黒田家名宝展示ふたたび ―甲冑・武芸書編―
令和6年4月9日(火)~6月9日(日)
黒田宣政の甲冑と新続家譜の事績
5代宣政(のぶまさ)の時代は、天下泰平(てんかたいへい)の世であり、現在残る彼の所用甲冑の兜は、室町(むろまち)時代風の復古調(ふっこちょう)タイプの筋兜です。鉢の眉(ま)びさしに獅子噛(しかみ)の浮彫があり、前立(まえたて)を装着する金具も残っています。かつては父・綱政(つなまさ)の兜に倣ならった豪華な金泥塗の前立があったのでしょうか。一方、胴は初代黒田長政の所用した桶側胴(おけがわどう)にあやかった造りです。この彼の短い藩主在任中の事績は、「黒田(くろだ)新続家譜(ぞくかふ)」に記されています。
黒田治之の甲冑と肖像
7代藩主治之(はるゆき)(1752~81)は、11歳のときに徳川将軍家の一門・一橋家(ひとつばしけ)から6代藩主継高(つぐたか)の養子に迎えられた人物で、治之所用の少年用の甲冑が残されています。
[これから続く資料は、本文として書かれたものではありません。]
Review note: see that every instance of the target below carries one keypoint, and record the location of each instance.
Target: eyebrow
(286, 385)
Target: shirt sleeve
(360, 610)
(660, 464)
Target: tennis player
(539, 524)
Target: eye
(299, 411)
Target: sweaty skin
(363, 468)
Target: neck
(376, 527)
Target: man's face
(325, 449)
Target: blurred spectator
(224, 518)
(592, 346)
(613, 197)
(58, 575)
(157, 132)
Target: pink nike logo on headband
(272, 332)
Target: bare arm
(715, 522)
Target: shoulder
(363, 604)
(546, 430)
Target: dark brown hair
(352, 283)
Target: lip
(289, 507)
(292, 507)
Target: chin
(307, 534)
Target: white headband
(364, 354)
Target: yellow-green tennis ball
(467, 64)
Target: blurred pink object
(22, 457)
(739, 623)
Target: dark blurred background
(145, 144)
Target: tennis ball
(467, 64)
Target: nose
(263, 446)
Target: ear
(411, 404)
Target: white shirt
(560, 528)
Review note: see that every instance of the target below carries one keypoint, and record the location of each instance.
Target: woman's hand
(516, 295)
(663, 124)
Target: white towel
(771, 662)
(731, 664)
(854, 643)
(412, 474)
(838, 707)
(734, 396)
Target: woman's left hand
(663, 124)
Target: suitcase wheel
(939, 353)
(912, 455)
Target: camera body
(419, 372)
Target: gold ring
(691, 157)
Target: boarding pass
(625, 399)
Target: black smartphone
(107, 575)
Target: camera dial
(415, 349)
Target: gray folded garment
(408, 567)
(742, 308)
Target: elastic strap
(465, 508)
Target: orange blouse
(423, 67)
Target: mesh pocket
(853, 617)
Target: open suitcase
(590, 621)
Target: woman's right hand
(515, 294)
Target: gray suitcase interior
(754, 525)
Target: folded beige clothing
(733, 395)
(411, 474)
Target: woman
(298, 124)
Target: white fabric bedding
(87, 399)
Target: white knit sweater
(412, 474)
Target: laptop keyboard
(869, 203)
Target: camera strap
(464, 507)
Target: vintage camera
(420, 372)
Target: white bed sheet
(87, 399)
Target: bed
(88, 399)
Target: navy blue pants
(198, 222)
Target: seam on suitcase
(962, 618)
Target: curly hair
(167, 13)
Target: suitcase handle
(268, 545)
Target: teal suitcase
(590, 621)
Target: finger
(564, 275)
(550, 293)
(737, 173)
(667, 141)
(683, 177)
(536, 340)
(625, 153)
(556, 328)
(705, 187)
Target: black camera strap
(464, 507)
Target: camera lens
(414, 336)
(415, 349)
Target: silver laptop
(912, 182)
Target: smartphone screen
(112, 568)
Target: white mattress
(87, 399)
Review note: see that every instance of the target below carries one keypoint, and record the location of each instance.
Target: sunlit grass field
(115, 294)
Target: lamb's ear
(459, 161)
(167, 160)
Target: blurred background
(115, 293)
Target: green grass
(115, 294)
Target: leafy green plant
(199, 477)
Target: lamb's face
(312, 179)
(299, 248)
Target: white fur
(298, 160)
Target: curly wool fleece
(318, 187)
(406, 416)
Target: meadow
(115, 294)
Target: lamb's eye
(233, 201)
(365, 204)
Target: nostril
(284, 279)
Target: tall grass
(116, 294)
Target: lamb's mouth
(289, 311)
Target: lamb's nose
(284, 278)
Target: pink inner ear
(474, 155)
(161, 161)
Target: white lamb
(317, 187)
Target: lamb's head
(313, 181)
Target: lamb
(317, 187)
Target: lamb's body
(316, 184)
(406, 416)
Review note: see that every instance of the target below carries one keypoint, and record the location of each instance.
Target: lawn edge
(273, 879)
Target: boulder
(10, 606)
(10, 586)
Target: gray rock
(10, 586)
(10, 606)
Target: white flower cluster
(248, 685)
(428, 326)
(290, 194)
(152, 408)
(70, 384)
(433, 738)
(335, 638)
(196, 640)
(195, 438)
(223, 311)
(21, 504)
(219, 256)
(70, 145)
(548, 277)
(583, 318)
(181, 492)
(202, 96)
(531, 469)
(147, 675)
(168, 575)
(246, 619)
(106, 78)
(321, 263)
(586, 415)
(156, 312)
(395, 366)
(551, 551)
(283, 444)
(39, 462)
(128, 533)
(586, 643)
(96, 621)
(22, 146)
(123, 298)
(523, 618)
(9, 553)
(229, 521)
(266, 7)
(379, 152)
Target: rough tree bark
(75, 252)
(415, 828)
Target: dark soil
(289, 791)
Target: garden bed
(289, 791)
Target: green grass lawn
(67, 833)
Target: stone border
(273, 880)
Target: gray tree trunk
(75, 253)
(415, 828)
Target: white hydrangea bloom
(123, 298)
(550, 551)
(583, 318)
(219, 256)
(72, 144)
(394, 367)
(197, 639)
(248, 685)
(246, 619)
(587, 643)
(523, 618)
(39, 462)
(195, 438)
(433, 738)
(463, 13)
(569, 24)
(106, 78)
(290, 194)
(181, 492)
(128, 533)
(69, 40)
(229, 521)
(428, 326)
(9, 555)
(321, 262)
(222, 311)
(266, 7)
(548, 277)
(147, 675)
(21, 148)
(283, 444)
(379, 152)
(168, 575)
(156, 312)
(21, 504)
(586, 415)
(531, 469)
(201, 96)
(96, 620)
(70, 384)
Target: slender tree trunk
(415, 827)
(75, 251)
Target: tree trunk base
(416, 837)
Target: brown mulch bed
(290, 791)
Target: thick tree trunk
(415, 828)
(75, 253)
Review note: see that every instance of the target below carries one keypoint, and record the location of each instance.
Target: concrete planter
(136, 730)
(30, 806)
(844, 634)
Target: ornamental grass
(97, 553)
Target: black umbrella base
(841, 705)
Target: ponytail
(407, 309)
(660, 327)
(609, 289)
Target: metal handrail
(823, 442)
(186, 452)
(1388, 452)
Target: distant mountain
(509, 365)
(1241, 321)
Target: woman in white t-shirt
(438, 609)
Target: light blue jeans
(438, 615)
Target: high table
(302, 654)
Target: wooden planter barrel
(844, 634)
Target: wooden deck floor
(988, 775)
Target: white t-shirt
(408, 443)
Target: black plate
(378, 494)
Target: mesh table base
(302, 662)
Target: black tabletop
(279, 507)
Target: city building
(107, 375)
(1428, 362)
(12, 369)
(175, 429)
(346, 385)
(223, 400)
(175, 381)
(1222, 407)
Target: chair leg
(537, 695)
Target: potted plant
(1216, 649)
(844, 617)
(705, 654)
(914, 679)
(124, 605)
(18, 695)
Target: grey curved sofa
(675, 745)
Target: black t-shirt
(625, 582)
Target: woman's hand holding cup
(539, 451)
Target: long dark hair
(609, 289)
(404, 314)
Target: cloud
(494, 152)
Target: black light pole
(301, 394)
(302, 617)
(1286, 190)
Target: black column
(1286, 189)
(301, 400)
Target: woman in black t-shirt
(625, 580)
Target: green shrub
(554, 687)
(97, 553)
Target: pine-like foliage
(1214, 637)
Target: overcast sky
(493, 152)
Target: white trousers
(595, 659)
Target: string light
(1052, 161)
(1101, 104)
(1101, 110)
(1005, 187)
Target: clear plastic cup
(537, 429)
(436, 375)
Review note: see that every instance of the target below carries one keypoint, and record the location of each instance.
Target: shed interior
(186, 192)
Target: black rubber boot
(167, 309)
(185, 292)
筋兜(すじかぶと)で鍬形(くわがた)の古風(こふう)な筋前立がつき、胴は萌黄(もえぎ)色の素掛威(すかけおどし)で、杏葉(ぎょうよう)という胸飾りも古風なものです。実家の一橋家から持参したことが、櫃の中に記されていました。いかにも少年用の明るい色合いの甲冑で、兜の吹返(ふきかえし)、前立、籠手など、いろいろなところに黒田家の白餅紋(しろもちもん)が付いています。この紋は黒田家の表紋で、旗指物や船印につくられます。一橋家が武功の家・黒田家へ養子に出す際に、張り切って作った様子がうかがえます。
黒田長政の砲術相伝書
黒田長政は若いころ、個人的に剣術や砲術を学んだことで知られ、特に鉄砲の射撃に優れていました。かれが学んだのは細川忠興(ほそかわただおき)や徳川家康(とくがわいえやす)に仕えた稲富一夢(いなとみいちむ)という砲術家でした。一夢が長政に出した相伝書(そうでんしょ)「御鉄砲之書(おんてっぽうのしょ)」が残っています。長政は、個人の技術だけでなく、数多くの合戦に参加した実戦の経験から、軍団(ぐんだん)としての鉄砲の運用に優れていました。関ヶ原合戦の時には、石田三成(いしだみつなり)麾下(きか)の猛将(もうしょう)・島左近(しまさこん)の攻撃を、側面にひそかに回した鉄砲隊の一斉射撃(いっせいしゃげき)で止め、撃退(げきたい)したことからもうかがえます。その場面は黒田家に残された関ケ原戦陣図屏風にも描かれています。
福岡藩主の馬術書
また長政は、若槻流(わかつきりゅう)馬術を学びその相伝書も残りますが、それらには馬の乗り方だけではなく、馬の医術(いじゅつ)や飼育方法(しいくほうほう)なども記され、大名として、軍事に必要な、馬についての総合的な研究をしていたことがうかがえます。18世紀の8代藩主の治高(はるたか)(1754~82)は、若い頃に大坪流(おおつぼりゅう)馬術をまなんで免許を得ています。治高は、四国の大名京極家(きょうごくけ)から養子に入り、藩主就任後すぐに亡くなった人物のため、残された資料は少なく、この馬術書は黒田家にとって貴重です。また11代藩主長溥が、養子にきて間もないころ、家臣の馬術師範(ばじゅつしはん)・福山(ふくやま)氏から学んだことがわかる馬術書も残されています。平和な時代でも、大名にはその地位に相応(ふさわ)しい乗馬技術を学ぶことが必須だったことがうかがえます。
黒田家伝来の武芸書
3代藩主光之の時代の武芸書として、彼の息子の誰かが家臣高田氏から受けた豪華(ごうか)な十文字鑓(じゅうもんじやり)の相伝書が伝わっています。光之夫人は、当時幕府から九州の抑(おさ)えと重視(じゅうし)された小倉藩小笠原(こくらおがさわら)家から輿入(こしい)れしており、同藩には当時、幕府にまで名前の聞こえた槍術の名人高田又兵衛(たかだまたべえ)がいました。同時代の剣術書では、光之の四男の長清(ながきよ)が、若いころに家臣・有地(ありち)氏から贈られた新陰流(しんかげりゅう)の絵入りの豪華な免許が残されています。剣技の型を絵で表したもので、全部で10巻の豪華な巻物です。黒田家では藩主や一族は幕府・将軍に認められた武芸を学ぶことが、通例化していたようです。